A Força-Tarefa Previdenciária deflagrou, na manhã desta quarta-feira (08/04), a operação Recidiva, com o objetivo de reprimir crimes contra o sistema previdenciário.
A ação foi conduzida pela Polícia Federal no Estado do Maranhão, com a participação da Coordenação-Geral de Inteligência da Previdência Social (CGINP), do Ministério da Previdência Social (MPS), e da Coordenação-Geral de Apuração e Cobrança Administrativa de Benefícios (CGACB/INSS).
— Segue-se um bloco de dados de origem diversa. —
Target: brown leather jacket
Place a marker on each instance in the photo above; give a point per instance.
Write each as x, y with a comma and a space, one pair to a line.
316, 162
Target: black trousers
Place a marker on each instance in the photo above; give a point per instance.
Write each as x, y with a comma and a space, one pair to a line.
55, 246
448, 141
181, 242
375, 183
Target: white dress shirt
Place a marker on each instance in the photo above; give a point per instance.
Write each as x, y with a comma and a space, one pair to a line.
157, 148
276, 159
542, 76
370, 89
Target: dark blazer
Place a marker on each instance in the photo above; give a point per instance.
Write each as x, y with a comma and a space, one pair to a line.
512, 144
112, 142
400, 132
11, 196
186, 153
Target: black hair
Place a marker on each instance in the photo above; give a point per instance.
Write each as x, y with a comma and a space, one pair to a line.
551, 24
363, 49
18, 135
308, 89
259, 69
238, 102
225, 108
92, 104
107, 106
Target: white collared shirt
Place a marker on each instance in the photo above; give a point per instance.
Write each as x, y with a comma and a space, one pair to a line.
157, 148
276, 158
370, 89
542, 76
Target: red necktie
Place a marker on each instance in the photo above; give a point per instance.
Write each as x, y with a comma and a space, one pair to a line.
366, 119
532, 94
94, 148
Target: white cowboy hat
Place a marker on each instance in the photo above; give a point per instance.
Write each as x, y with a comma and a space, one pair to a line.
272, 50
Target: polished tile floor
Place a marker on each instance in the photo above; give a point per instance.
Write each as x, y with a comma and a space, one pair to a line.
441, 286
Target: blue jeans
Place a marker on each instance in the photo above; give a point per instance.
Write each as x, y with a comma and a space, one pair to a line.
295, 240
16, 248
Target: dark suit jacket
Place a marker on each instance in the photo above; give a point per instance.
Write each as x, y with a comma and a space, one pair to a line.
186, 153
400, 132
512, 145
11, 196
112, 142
Foram cumpridos mandados judiciais de busca e apreensão e de prisão
temporária nas cidades de São Luís/MA, Barreirinhas/MA, Tutóia/MA e
Parnaíba/PI.
A investigação constitui desdobramento da Operação Transmissão
Fraudulenta, deflagrada em 03/07/2025, que apurou a atuação de grupo criminoso
composto por contadores, responsável pela inserção de vínculos empregatícios
inexistentes no sistema “SEFIP/Conectividade Social” – utilizado para a
transmissão da Guia de Recolhimento do FGTS e Informações à Previdência Social
(GFIP) –, com o objetivo de viabilizar a concessão fraudulenta de benefícios
previdenciários.
Nesta fase, foram investigados intermediários responsáveis por cooptar os
“clientes”, bem como advogados que atuariam para viabilizar a concessão dos
benefícios.
De acordo com estimativas da Coordenação-Geral de Inteligência da
Previdência Social (CGINP), o prejuízo decorrente da concessão de 50 benefícios
já identificados é de aproximadamente R$ 4,6 milhões. A economia projetada com
a futura suspensão desses benefícios, considerando a expectativa de sobrevida
divulgada pelo Instituto Brasileiro de Geografia e Estatística (IBGE), pode
atingir valor equivalente.
Ao todo, 32 policiais federais cumpriram 8 mandados de busca e apreensão e 6 mandados de prisão temporária, expedidos pela 2ª Vara Federal Criminal da Seção Judiciária do Maranhão, com base em representação da Polícia Federal. Também foram deferidas medidas cautelares de quebra dos sigilos bancário e fiscal, além do arresto de bens e do bloqueio de valores dos investigados.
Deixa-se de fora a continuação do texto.